特にこういった病気の発症は個人差が大きく、同じものを食べても発症しない人が出るのは当然です。やや腹痛があって下痢をしても、正露丸(今でもあるのでしょうか)でも飲んで終わりが大部分のような気がします。

人間はある意味微生物特に細菌と共生しているようなものですので、体中が細菌の住処となっています。どんなに清潔にしている人でも汗をかけば汗臭くなりますが、これは皮膚に住んでいる細菌が汗の中の脂肪酸を分解して臭いが出るわけです。

また微生物を専門にしている友人によれば、人間の唾液1ml中には平均して200種以上の1億程度の細菌がいるということです。これを聞いたとき余りの多さに驚いた記憶があります。まして細菌の多い腸内にはどの程度住み着いているのか見当もつきません。

また細菌については恐ろしいような話もあります。現在の微生物学は、寒天などのプレート上で培養できる細菌しか分からないようです。例えば土の中にいる微生物をPCRという遺伝子増幅法を使い、何種類ぐらいいるのか測定してみると、その中でプレートで培養できる菌は1%以下であるというデータもあるようです。つまり人間は大部分がいることすらわからない、多数の菌に囲まれて生きているということになります。

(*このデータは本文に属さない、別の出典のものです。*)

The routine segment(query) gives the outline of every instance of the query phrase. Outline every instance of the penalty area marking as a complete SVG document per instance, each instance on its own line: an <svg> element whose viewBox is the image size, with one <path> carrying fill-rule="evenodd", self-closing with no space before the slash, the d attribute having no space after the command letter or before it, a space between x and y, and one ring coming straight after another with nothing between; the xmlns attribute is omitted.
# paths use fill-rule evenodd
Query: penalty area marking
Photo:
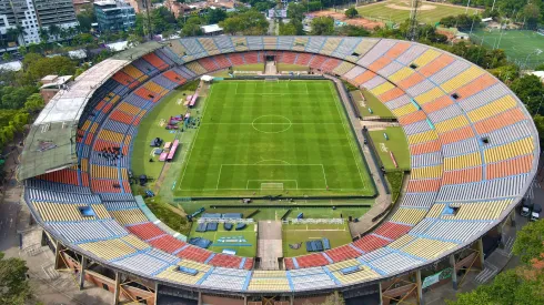
<svg viewBox="0 0 544 305"><path fill-rule="evenodd" d="M263 161L269 161L269 160L263 160ZM281 161L281 160L279 160ZM325 186L323 189L300 189L299 187L299 181L293 180L293 179L281 179L281 180L271 180L271 179L250 179L245 183L245 189L219 189L219 183L221 182L221 173L223 172L223 166L321 166L321 171L323 173L323 182L325 183ZM239 191L239 190L261 190L261 189L249 189L250 181L294 181L296 184L296 190L346 190L346 189L329 189L329 183L326 182L326 174L325 174L325 166L323 164L261 164L261 163L255 163L255 164L221 164L221 167L219 169L219 174L218 174L218 183L215 184L215 189L204 189L203 191L210 191L210 190L224 190L224 191ZM243 186L242 186L243 187ZM357 190L357 189L354 189Z"/></svg>

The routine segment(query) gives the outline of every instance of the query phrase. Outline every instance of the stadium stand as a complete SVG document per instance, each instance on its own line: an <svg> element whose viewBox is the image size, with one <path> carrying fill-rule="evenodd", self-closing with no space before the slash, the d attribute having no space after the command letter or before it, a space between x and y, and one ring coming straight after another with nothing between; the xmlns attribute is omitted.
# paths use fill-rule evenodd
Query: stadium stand
<svg viewBox="0 0 544 305"><path fill-rule="evenodd" d="M162 96L210 71L262 62L265 50L376 95L397 116L412 165L383 224L347 245L285 258L288 271L278 272L173 237L134 203L127 179L134 126ZM308 292L389 278L474 242L525 193L540 146L517 98L444 51L389 39L223 35L171 40L109 77L79 119L77 152L72 167L42 172L24 189L37 221L70 248L173 284Z"/></svg>

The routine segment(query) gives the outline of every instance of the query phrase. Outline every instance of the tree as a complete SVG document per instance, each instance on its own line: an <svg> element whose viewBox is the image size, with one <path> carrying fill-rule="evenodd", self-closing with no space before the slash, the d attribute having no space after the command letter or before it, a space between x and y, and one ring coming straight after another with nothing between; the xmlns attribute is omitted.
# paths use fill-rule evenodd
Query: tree
<svg viewBox="0 0 544 305"><path fill-rule="evenodd" d="M535 75L523 75L515 79L510 89L522 100L531 114L544 115L544 106L538 106L544 103L544 87L541 79Z"/></svg>
<svg viewBox="0 0 544 305"><path fill-rule="evenodd" d="M538 125L542 128L543 116L538 116ZM531 222L517 231L513 252L525 264L531 264L534 257L544 253L544 221Z"/></svg>
<svg viewBox="0 0 544 305"><path fill-rule="evenodd" d="M345 10L345 17L347 17L347 18L355 18L357 16L359 16L359 11L353 7Z"/></svg>
<svg viewBox="0 0 544 305"><path fill-rule="evenodd" d="M334 19L331 17L318 17L312 20L313 35L330 35L334 33Z"/></svg>
<svg viewBox="0 0 544 305"><path fill-rule="evenodd" d="M208 11L206 19L209 24L215 24L226 19L226 12L222 9L211 9Z"/></svg>
<svg viewBox="0 0 544 305"><path fill-rule="evenodd" d="M369 37L370 32L363 27L346 24L339 29L339 34L349 37Z"/></svg>
<svg viewBox="0 0 544 305"><path fill-rule="evenodd" d="M77 16L80 31L90 32L92 29L92 23L97 22L97 17L94 16L94 9L92 4L84 4L81 7L80 13Z"/></svg>
<svg viewBox="0 0 544 305"><path fill-rule="evenodd" d="M184 37L190 37L190 35L201 35L202 29L200 27L204 26L200 17L194 16L190 17L187 21L185 24L183 24L183 28L181 29L181 34Z"/></svg>
<svg viewBox="0 0 544 305"><path fill-rule="evenodd" d="M302 30L302 22L296 19L291 19L289 23L280 23L280 35L301 35L304 34Z"/></svg>
<svg viewBox="0 0 544 305"><path fill-rule="evenodd" d="M0 303L23 305L31 297L28 267L20 258L4 258L0 252Z"/></svg>
<svg viewBox="0 0 544 305"><path fill-rule="evenodd" d="M264 16L253 9L234 13L219 24L223 31L230 34L261 35L265 34L269 28L269 22Z"/></svg>
<svg viewBox="0 0 544 305"><path fill-rule="evenodd" d="M527 29L535 30L541 19L541 8L536 2L527 3L523 7L523 17L525 18L525 26Z"/></svg>
<svg viewBox="0 0 544 305"><path fill-rule="evenodd" d="M40 95L40 93L33 93L27 98L27 101L24 102L24 110L30 113L38 113L44 105L43 98Z"/></svg>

病原菌といっても感染すれば必ず発病するわけではありません。人が非常に体力が落ちたときや、免疫力が低下した特殊な場合にのみ病原菌は増殖し発病するのが普通と考えられます。

こういう状況ですので、今回のO157の問題も大きく報道されていますが、急に菌数が増えたりすることは無いはずですので、それほど気にすることでは無く、若干手洗いを丁寧にする(効果はわかりませんが)程度で十分のような気がします。